Before/ After IMS Retreat

(photo courtesy of Doug Olsen)

This past week I endeavored on my first ever week-long meditation retreat in the beautiful and inspiring Massachussettes Landscape at the Insight Meditation Society Retreat Center.   The most consistent question I have been asked by friends and family since returning is  “What was it like to be silent for a whole week?”, to which my only response has been, “Actually kind of noisy”.


Describing the process of a meditation retreat is quite simple,  you sit and watch the noise of your mind for long stretches of time and see how the waves of thoughts ebb and flow.   Sounds simple for the most part, but the frequency of thoughts and intensity of rising emotions can make the process very unclear, extremely boring and sometimes really scary.

So why do I look so happy in that After Photo if a meditation retreat is all this work?   Well for one thing having delicious vegetarian food cooked for me all week was a real treat.  Secondly, I didn’t have to think at all about what to do or where to go, the schedule was set by the teachers and bells were rung all over the retreat center when it was time to do something new.
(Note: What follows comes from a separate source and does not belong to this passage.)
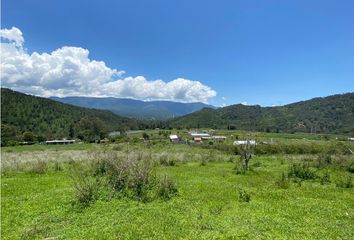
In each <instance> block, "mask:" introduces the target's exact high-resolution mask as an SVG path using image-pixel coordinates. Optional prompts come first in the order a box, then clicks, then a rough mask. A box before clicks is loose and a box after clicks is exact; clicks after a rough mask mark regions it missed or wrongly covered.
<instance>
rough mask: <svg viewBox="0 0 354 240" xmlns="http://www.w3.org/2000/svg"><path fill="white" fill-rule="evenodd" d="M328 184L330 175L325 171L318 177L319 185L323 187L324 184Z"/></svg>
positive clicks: (329, 174) (327, 171)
Thirdly, because there was a vow of noble silence, I was not responsible for anyone else except myself for an entire week.   I normally spend 95% of my brain power on those three things alone, so the real joy of going on this retreat was the gift of getting to know myself better, even if it meant facing some pretty ugly stuff.

So what was different about IMS?

The style of teaching is very gentle and stresses the idea of taking care of yourself over pushing too hard.  Resident IMS teacher Chas DiCapua put it best while giving instruction for Loving-kindness meditation.  “We like to start with what’s easy and move on from there.” 

Simple as this advice might be, it was something I had lost sight of over my young adult life.   I have even been struggling in my attempts to “stop the struggle”, which is the definition of suffering.   In being introduced to Shambhala and the path of being a “Spiritual Warrior”, I experienced a
combination of intrigue, mystery and a “call to duty for the good of
humanity”, which actually generated a bit of anxiety about all the work
I still had to to do. 

Speaking strictly from the point of view of what works for me, my introduction to the Insight tradition
(admittedly more immersive) was much more
immediately useful in reducing anxiety, and was more of a call to
“Stopping the War” than starting any new projects.

Jack Kornfield, who co-founded IMS, writes in his book A Path with Heart:

 “Genuine spiritual Practice requires us to learn how to stop the war…we cannot easily change ourselves for the better through an act of will…Such acts of will usually backfire, and in the end often strengthen the addiction or denial we intend to change.”

Simply allowing myself to be, just as I am, without the struggle…so radical.

Anyone know of a good introductory Zen Sesshin in the NYC Area?